Surface modification of the double base propellant grains is used to moderate their burning rate by application of coating agent (deterrent) which decreases the rate of this undesired process. Two important factors related to the deterrent presence have significant impact on the ballistic performance of the propellant: (i) the rate of decrease of the deterrent concentration on the propellant surface and (ii) the rate of its migration into the interior of the propellant grains. Both parameters continuously change during aging (propellant storage) what may significantly influence the period of time during which the ballistic requirements of propellants are fulfilled. As the determination of the deterrent concentration on the surface and its migration rate are often difficult, expensive and time-consuming, the development of the simulation tools of above processes seems to be of great importance. The present study presents the results of the simulation of deterrent (Dibutylphtalate) diffusion in double base propellant (K05810). The simulation was based on the experimental data in which the temperature dependence of the diffusion coefficients D was determined isothermally at three temperatures. The space concentration profiles C(x,t) of deterrent, used afterwards for calculation of the diffusion coefficient parameters expressed by Arrhenius-type dependence, were collected at 65, 70 and 75°C during 63, 27 and 14 days, respectively.
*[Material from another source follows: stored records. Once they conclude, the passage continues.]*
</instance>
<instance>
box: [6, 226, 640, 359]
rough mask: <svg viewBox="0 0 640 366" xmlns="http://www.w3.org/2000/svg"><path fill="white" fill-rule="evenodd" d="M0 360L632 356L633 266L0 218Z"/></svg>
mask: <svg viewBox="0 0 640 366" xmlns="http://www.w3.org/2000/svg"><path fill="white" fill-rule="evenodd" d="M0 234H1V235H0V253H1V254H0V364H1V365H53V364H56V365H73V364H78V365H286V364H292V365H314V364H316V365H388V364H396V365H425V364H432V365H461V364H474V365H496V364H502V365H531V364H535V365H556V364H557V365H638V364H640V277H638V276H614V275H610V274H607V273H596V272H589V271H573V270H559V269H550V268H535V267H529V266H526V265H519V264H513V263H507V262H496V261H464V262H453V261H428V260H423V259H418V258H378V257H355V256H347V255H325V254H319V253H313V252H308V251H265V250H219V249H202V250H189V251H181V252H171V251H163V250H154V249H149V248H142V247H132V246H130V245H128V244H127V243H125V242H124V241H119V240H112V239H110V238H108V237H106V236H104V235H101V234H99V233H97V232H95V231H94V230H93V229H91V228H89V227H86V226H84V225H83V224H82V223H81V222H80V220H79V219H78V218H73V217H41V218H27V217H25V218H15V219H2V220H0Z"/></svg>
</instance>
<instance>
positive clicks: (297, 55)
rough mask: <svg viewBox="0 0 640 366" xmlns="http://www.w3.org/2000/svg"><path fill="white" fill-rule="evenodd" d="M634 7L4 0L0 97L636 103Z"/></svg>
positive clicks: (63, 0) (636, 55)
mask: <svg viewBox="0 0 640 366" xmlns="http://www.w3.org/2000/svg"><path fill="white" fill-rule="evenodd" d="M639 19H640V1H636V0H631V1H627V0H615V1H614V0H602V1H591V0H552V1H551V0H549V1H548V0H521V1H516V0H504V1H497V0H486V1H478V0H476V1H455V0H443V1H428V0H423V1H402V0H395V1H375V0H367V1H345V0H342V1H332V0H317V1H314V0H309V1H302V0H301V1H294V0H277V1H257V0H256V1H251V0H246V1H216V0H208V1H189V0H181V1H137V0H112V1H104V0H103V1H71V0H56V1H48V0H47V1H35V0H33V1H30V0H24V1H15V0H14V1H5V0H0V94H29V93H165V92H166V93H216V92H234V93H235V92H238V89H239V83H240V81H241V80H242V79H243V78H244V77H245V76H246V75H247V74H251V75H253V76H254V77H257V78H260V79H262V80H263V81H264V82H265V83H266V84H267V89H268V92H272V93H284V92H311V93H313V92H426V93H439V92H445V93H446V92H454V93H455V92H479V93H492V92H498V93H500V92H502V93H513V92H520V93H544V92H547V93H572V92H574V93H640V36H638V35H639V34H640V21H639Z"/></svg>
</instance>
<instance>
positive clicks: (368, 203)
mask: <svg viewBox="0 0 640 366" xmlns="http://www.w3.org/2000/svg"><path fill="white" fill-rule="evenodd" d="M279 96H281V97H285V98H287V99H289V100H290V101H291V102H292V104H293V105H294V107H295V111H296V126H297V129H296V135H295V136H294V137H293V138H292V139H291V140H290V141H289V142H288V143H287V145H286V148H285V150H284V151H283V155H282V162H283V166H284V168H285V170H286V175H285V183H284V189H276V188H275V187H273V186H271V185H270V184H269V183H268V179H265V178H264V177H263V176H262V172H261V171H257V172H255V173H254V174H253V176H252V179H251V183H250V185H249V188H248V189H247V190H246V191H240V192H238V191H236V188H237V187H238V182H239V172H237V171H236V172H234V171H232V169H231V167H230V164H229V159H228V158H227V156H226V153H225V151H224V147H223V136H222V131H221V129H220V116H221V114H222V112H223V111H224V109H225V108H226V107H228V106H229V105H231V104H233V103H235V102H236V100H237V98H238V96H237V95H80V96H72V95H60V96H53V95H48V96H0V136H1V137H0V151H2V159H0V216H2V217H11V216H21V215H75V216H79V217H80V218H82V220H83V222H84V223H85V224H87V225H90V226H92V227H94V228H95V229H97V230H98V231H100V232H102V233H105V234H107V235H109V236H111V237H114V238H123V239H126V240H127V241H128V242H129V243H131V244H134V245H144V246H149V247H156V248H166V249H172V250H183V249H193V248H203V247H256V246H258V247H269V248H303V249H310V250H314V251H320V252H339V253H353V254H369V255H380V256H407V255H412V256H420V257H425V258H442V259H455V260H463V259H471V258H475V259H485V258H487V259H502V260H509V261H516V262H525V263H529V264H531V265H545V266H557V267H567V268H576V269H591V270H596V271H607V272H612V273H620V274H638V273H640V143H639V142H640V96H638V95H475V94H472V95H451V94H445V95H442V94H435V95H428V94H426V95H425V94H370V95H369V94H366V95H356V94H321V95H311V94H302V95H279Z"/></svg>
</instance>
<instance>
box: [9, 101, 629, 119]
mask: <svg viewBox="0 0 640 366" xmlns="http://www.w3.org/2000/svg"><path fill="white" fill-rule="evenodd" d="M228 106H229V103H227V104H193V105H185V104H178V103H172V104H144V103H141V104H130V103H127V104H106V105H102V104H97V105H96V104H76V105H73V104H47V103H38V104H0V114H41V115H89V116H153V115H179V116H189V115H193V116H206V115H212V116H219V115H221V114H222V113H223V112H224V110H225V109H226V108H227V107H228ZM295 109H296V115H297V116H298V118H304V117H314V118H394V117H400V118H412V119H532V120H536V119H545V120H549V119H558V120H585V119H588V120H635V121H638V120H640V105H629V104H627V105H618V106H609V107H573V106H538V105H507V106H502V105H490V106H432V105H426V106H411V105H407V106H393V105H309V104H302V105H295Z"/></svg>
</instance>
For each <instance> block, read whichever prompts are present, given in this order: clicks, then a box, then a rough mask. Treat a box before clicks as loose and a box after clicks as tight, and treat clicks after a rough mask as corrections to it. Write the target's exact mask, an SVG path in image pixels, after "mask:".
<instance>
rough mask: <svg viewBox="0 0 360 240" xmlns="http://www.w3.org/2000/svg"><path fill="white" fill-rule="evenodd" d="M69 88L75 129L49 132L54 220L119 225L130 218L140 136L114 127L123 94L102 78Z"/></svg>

After determination of the deterrent concentration decrease at the surface and the temperature dependence of the diffusion coefficient D, it was possible to simulate the deterrent spatial concentration in propellant under any, arbitrarily chosen temperature profile such as oscillatory temperature mode, real atmospheric temperature profiles or under temperature mode corresponding to atmospheric changes according to STANAG 2895 [1]. The simulations were done using the AKTS-SML software [2]. The described simulation method allows an accurate prediction of the shelf-life of propellants under any storage conditions.